The joy of learning: why this matters for human flourishing
Ultimately, design-led education is not about exam scores (though those tend to hold steady or improve). It is about restoring joy to learning and agency to students.
A student who has experienced the frustration of memorizing facts only to forget them, the shame of failure, the helplessness of not understanding that student needs something different.
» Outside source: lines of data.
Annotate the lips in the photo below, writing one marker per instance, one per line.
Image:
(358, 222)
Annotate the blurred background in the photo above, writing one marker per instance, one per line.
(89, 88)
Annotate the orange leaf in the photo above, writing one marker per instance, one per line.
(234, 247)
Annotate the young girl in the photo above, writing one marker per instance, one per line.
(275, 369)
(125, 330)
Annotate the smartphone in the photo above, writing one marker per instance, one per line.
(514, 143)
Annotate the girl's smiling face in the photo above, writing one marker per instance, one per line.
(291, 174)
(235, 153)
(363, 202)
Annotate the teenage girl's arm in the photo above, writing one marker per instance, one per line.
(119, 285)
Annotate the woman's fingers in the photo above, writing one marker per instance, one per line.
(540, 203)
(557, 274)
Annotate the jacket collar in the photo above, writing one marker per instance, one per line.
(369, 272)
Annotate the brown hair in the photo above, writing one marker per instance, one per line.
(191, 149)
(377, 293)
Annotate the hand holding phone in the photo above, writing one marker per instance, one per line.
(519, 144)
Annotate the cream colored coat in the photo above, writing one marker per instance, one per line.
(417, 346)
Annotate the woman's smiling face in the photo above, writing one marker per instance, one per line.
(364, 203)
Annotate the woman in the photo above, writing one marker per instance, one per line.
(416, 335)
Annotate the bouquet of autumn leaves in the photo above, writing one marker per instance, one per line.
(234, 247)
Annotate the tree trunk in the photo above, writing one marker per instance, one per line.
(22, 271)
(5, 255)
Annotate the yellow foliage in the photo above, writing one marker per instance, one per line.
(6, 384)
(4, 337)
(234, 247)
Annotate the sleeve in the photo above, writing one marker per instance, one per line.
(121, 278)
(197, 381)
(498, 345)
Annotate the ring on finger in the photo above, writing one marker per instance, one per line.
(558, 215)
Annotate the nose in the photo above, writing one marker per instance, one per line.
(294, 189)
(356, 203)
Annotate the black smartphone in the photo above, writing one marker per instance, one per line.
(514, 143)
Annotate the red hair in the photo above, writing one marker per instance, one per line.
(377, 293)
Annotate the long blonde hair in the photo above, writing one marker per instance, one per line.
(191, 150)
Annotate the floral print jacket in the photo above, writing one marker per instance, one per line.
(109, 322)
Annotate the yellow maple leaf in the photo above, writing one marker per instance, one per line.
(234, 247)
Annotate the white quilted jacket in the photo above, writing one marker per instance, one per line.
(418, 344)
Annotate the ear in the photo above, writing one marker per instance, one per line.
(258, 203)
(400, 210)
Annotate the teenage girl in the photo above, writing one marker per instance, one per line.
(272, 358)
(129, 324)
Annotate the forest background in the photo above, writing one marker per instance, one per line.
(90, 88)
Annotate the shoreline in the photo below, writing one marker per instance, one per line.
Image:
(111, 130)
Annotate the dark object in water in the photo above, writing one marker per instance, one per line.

They need to experience:
  • Curiosity satisfied: "I asked a real question and found a real answer."
  • Contribution valued: "What I created matters to someone."
  • Capability discovered: "I didn't know I could do this."
  • Collaboration celebrated: "Together, we built something neither of us could alone."
  • Challenges embraced: "Failure taught me more than success."
When education is redesigned around these experiences, students become:
  • Better learners: Because they own their learning.
  • Better problem-solvers: Because they practice navigating ambiguity and iteration.
  • Better collaborators: Because they work in teams toward shared goals.
  • Better humans: Because they develop empathy through deep engagement with real problems.
  • Better leaders: Because they experience agency and take responsibility for outcomes.
This is the shift from "Can I?" (a plea for permission, for reassurance) to "I can." (a declaration of capability).
From policy to practice
For a principal, the message is clear: redesigning the school timetables, curriculum, pedagogy, assessment, and culture around design-thinking principles is not a luxury. It is the most reliable path to student flourishing and measurable outcomes in the 21st century.
For a teacher, it means trusting students more, controlling less, and designing rich learning experiences instead of delivering fixed lessons.
For a policymaker, it means creating curriculum flexibility so schools can implement design thinking at scale, shifting exams to assess applied competencies not just recall, and funding teacher development as an urgent investment.
For EdTech founders, it means building tools that support design-based learning assessment rubrics, project management, peer feedback systems, documentation platforms rather than replicating traditional drill-and-practice.
For parents, it means recognizing that when your child comes home excited about a problem they are solving, without a traditional worksheet, they are learning in ways that matter.
The evidence is mounting. Schools that embrace design-led education report happier students, more engaged teachers, stronger communities, and students who believe deeply and durably in their own capacity to learn, lead, and make a difference.
That shift from "Can I?" to "I can" is the transformation India's schools need. And it begins with reimagining how we design learning itself.